Get the balance right between Digital and Voice
It’s important to have the right balance between Digital and Voice as part of your CX strategy. You need automation to provide self-service choice and improve efficiency, particularly for managing volumes; but not at the expense of human connection.
The level of automation that you deploy will depend on the type of industry, your customer needs, the complexity of your product/service offerings and the volume of inbound contacts.
For example, people don’t need to contact a human being to reset a password, but they do need one when they have a question about a service or a procedure, or multiple questions.
US company SpareFoot connects consumers with self-storage facilities, and according to VP Technology Josh Lipton, they have implemented the ideal balance. If an agent is not already on a call, customer calls are routed directly to a person, skipping the IVR system entirely. Even if the call is routed to the IVR, SpareFoot uses technology that provides the agent with detailed information about the customer, including which storage facilities the customer viewed on the company’s website. This speeds up the call and removes the need for customers to repeat information they’ve already provided.
“We just want to create the best possible experience,” Lipton said. “Our brand is our customer experience and our customer experience is our brand. You can’t separate the two.”

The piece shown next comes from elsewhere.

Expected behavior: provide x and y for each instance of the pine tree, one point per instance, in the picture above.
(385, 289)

CX with connection and emotion is desired
Just about every organisation on the planet knows that CX is the most important differentiator of all today. Those that break away from the pack and consciously develop the human connection, rather than limit it, will be rewarded with emotional connection and loyalty.
How customers feel about CX has a bigger influence on loyalty to a brand than mere convenience or ease across every industry. At the end of the day most humans, even the younger generations, still want and will always want an emotional connection to a brand.